Is 0.8 a good default RAG relevance threshold?

No universal cutoff transfers safely across evaluators and domains. Use reviewed outputs to measure false passes and false fails at candidate values. A threshold from a different embedding model, judge prompt, language, or query mix is only a hypothesis.

Should a relevance test include retrieved context?

Not when the label strictly asks whether the response addresses the user input. Context belongs in groundedness and faithfulness evaluation. Include conversation context needed to resolve the request, but do not let irrelevant retrieved text redefine the user’s intent.

How should correct clarifying questions be scored?

Mark which inputs require clarification and evaluate whether the response asks for the missing information directly. A general answer-relevance metric may underrate a non-answer, so use a separate clarification rubric or slice-specific evaluator.

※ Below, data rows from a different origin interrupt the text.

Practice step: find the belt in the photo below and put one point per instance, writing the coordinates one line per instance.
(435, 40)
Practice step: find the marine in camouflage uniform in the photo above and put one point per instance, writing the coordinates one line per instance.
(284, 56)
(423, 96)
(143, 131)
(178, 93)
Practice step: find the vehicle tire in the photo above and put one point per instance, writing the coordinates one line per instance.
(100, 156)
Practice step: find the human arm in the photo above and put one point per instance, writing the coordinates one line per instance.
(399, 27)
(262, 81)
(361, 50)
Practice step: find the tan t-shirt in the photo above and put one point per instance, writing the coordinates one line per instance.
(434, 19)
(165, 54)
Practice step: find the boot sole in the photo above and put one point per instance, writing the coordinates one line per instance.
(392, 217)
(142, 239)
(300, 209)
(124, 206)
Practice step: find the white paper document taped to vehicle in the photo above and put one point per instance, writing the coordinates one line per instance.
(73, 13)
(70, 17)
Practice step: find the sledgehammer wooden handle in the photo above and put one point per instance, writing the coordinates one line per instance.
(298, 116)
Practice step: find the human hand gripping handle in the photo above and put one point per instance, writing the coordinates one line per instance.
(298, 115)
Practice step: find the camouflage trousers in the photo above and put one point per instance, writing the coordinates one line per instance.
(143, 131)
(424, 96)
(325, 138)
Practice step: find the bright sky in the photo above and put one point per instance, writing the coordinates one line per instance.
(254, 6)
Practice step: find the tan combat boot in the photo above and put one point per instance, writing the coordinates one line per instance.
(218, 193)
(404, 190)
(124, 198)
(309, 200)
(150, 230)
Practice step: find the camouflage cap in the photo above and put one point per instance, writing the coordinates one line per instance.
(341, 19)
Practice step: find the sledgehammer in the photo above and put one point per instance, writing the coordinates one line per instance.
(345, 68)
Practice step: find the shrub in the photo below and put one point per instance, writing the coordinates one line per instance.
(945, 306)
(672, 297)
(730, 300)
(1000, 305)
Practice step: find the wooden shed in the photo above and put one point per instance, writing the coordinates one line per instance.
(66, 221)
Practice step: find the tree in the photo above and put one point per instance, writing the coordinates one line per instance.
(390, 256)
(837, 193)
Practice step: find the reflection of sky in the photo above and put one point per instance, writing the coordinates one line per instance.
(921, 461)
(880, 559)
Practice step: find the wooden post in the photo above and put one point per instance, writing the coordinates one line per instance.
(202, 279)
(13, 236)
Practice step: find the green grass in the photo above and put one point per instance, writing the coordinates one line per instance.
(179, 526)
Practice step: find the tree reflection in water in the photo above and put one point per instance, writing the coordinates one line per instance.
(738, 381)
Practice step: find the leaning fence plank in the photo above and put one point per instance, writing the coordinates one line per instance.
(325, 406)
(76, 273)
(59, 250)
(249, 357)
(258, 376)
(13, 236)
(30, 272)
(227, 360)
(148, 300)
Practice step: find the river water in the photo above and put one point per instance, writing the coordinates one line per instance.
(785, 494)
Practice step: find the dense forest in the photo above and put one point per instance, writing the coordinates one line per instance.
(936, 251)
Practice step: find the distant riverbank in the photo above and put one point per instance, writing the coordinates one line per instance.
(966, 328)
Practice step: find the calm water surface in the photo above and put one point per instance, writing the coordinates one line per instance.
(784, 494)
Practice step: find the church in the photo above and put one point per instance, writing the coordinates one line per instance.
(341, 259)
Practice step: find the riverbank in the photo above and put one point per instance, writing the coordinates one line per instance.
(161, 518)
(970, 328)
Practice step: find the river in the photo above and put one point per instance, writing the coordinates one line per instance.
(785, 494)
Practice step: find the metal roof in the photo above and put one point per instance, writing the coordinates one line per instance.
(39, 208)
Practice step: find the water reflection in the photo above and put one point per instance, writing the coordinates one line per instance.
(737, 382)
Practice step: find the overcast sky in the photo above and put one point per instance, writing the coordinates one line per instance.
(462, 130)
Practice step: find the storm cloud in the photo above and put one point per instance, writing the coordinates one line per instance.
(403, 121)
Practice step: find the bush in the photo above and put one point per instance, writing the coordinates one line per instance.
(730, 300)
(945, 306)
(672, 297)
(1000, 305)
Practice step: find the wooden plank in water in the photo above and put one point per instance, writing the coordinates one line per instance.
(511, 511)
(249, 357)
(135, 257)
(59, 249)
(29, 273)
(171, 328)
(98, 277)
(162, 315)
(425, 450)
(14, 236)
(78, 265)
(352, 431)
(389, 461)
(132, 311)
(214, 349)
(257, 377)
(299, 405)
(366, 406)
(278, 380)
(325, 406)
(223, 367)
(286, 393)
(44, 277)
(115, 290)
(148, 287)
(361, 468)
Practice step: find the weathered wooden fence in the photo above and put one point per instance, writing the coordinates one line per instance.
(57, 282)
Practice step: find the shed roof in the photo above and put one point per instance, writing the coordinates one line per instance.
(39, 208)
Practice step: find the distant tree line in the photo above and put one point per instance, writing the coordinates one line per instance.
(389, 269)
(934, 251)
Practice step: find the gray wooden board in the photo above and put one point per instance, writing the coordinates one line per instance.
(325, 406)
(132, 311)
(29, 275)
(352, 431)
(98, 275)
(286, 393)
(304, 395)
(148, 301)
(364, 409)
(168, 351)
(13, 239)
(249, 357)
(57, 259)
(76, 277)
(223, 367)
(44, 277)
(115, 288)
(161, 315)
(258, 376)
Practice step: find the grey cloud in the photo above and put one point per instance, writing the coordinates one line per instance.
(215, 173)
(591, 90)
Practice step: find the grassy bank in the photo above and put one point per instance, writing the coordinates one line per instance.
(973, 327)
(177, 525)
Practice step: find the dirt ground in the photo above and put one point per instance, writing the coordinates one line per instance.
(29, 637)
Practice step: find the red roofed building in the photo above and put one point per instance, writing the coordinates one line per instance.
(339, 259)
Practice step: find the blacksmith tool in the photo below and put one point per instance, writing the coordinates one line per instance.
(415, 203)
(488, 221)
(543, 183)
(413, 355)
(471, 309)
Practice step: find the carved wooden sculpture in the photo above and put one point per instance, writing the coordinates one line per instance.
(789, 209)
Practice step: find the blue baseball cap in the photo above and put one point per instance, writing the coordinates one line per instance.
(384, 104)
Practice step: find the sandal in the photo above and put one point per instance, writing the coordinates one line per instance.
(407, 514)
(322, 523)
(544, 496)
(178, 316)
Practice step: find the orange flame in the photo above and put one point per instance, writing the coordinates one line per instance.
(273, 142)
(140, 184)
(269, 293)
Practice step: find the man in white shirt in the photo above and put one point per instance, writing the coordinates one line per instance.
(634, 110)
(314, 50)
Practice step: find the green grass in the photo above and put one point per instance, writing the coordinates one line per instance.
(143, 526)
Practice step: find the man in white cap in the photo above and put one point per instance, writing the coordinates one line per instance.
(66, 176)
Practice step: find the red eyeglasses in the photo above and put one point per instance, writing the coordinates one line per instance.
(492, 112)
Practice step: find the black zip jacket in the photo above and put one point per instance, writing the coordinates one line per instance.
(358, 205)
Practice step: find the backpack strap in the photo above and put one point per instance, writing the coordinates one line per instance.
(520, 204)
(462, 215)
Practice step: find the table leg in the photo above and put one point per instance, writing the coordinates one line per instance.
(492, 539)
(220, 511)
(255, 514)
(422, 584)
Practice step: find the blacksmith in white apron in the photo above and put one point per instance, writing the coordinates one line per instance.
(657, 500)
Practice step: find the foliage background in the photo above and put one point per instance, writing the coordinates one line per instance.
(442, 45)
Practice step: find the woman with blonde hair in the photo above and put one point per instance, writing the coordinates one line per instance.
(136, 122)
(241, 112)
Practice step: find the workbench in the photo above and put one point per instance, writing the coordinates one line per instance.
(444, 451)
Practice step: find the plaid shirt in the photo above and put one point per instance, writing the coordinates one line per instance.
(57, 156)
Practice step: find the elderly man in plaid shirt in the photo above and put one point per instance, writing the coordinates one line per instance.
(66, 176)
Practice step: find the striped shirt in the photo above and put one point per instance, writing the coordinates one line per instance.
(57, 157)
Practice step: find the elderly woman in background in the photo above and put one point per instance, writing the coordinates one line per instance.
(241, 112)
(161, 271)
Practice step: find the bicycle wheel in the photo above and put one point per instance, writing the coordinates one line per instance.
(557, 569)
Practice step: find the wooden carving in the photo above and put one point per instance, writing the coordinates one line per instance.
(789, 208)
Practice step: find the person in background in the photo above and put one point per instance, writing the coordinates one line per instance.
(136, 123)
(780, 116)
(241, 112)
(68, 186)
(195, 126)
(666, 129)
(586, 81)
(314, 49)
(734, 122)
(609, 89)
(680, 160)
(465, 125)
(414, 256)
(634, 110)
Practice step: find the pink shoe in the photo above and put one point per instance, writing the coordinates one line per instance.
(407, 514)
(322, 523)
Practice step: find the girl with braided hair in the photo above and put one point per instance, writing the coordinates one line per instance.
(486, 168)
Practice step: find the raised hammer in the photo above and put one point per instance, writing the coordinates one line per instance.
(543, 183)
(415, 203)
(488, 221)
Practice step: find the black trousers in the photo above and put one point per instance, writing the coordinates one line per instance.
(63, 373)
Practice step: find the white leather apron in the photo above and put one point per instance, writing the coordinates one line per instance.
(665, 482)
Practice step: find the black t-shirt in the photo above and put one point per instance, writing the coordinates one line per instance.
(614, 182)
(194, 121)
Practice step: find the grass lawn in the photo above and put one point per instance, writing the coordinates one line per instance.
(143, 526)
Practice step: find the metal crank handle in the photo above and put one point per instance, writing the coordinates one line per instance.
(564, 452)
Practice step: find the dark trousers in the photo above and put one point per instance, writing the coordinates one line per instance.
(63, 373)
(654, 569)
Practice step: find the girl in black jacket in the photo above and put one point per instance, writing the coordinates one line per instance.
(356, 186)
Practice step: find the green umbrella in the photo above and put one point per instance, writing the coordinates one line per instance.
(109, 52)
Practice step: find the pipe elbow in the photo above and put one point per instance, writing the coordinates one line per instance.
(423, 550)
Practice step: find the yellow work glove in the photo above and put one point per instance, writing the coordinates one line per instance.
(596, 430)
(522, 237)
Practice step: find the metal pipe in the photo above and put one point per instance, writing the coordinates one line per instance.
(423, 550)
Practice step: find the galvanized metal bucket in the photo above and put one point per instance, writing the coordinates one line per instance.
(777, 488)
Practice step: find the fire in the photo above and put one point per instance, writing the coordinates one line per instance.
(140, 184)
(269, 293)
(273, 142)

What should happen to scores inside the review band?

Send them to a trained reviewer or independent second evaluator under a documented rule. Preserve adjudications as new calibration evidence. Do not repeatedly rescore until one run crosses the automatic-pass line.

Must the threshold change after upgrading Ragas or an evaluator model?

Assume recalibration is required until a frozen benchmark proves score distributions and classification errors remain equivalent. Write results to a new versioned column, compare paired outcomes, and promote the new policy only after review.